蒼い薄物を目深に被った細い人影が近づいてきていた。

八重(やえ)姉さん」

名前を呼ばれた影はゆるりと首を傾げる。

「このところ、貴方の行く末に光が見えるの。吉兆と判断することはたやすいけれど、どうにも手放しで喜べなくて」

倒れるようにしゃがみこんだ影は、砂浜に触れると一掴みの砂を手で弄ぶ。
白い手からさらさらと流れ落ちる砂粒は、砂浜に小さく歪な山を作った。

「あるべきものは掬い上げられ分かたれる……そしてあるべきものはあるべき場所へ導かれるのね」

託宣を告げるように厳かな口調で言い放った影が瑞穂を見上げる。
薄物に隠れた瞳はやはり蒼色をしていた。

「八重。もう少し明るい話題は選べないのか。せめて朝なんだからおはようくらい言うべきだろう」
「あら、お告げを受けたから報せに来ただけのことよ。おはよう、瑞穂」
「……おはよう、八重姉さん」
「俺は無視か」

がみがみと煩い男の声には一瞥もくれることなく、影は立ち上がり瑞穂に向けて微笑んだ。
朝日に照らされているにも関わらず血の気のない佳人の、腰まで伸ばされたまっすぐな黒髪が静かに揺れた。

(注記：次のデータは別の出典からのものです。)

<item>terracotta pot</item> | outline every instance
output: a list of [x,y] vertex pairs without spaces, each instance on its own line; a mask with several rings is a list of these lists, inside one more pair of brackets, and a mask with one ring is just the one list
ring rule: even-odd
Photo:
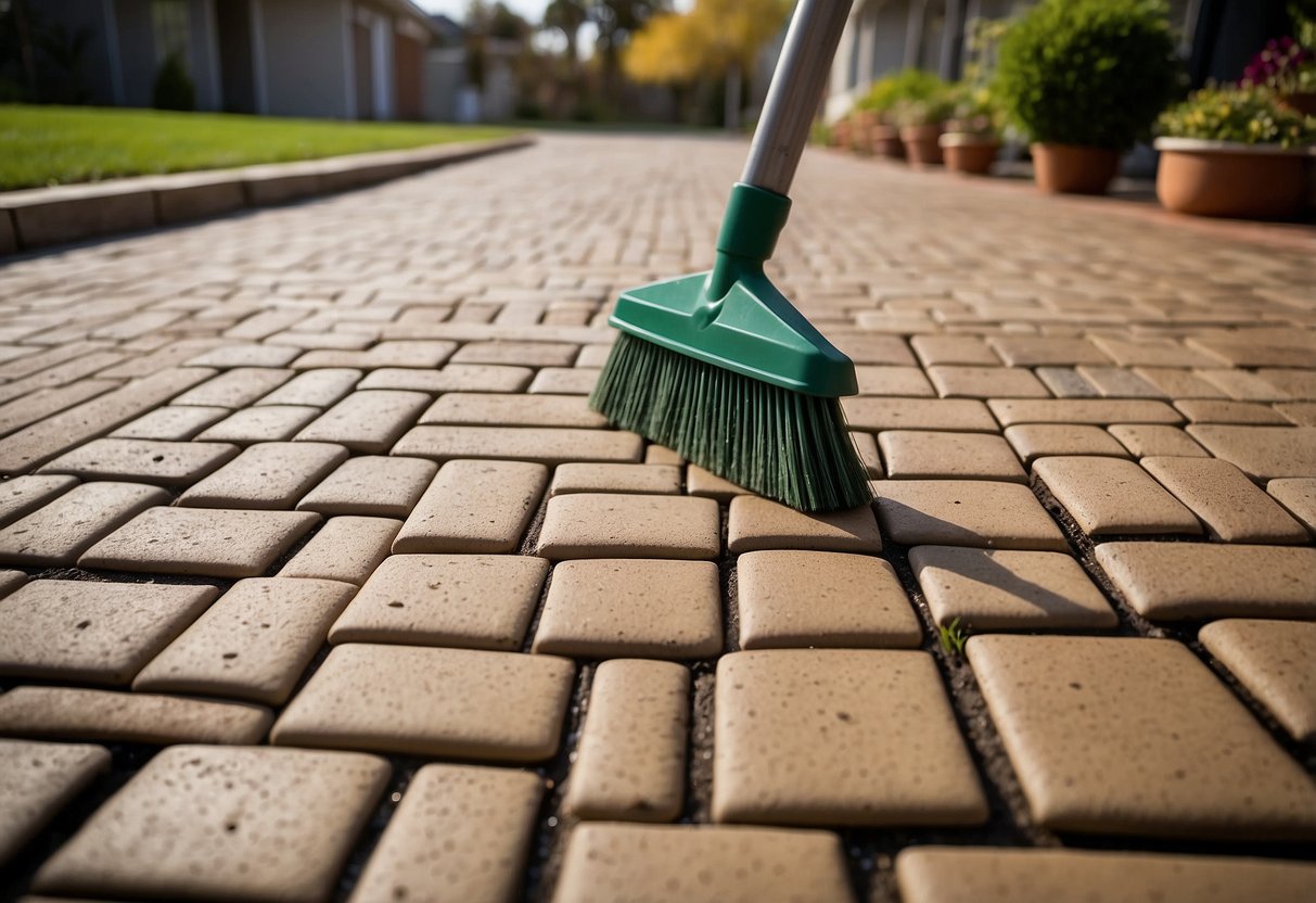
[[1303,209],[1312,149],[1157,138],[1155,196],[1195,216],[1286,220]]
[[869,129],[869,146],[878,157],[904,159],[904,142],[900,141],[900,129],[894,125],[874,125]]
[[1120,151],[1079,145],[1029,145],[1037,187],[1051,195],[1104,195],[1120,168]]
[[941,136],[940,143],[946,168],[969,175],[987,175],[1000,150],[1000,142],[995,137],[967,132],[948,132]]
[[900,141],[905,146],[905,158],[911,166],[941,166],[941,125],[907,125],[900,129]]

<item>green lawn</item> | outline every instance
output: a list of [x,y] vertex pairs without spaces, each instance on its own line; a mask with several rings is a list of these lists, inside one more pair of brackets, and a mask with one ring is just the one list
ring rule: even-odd
[[494,126],[0,104],[0,191],[508,134]]

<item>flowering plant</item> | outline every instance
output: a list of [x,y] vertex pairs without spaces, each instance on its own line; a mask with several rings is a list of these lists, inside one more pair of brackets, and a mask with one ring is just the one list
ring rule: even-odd
[[1316,118],[1280,105],[1265,88],[1211,87],[1161,113],[1158,132],[1173,138],[1298,147],[1316,143]]

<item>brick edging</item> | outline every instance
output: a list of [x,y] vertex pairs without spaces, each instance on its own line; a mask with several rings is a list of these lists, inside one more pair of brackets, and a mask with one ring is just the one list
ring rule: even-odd
[[378,184],[533,145],[522,134],[407,150],[0,194],[0,257]]

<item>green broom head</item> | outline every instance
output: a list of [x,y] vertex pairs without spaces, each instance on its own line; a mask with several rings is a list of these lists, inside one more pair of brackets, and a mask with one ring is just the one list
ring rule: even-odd
[[732,190],[712,271],[622,292],[590,407],[803,511],[873,500],[841,413],[854,365],[763,274],[791,201]]

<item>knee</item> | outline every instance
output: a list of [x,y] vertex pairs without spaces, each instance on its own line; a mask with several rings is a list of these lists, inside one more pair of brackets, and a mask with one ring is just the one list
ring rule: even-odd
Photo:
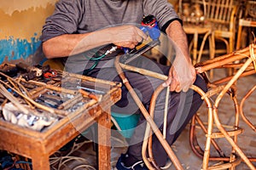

「そうそう、朝餉の支度を手伝って。これは託宣ではなくお願い」
「最初からそう言え。そして俺への挨拶は」

滑るように近づいてきた手が、すんなりと瑞穂を抱きすくめる腕を引き剥がして連れて行く。

「さあ瑞穂、行きましょう。新鮮な卵を分けてもらったのよ。きっと割ったら双子が出てくるわ。これは託宣ではなく願望ね」
「双子の卵? いいな、見てみたい!」
「ふたりでお祈りしながら割りましょうね」
「……おい、八重!」

女ふたりが仲睦まじく肩を寄せて歩き出す中、置き去りにされた大柄な体躯は大股で砂浜をずんずん進んでいった。

これが、葦原瑞穂の日常である。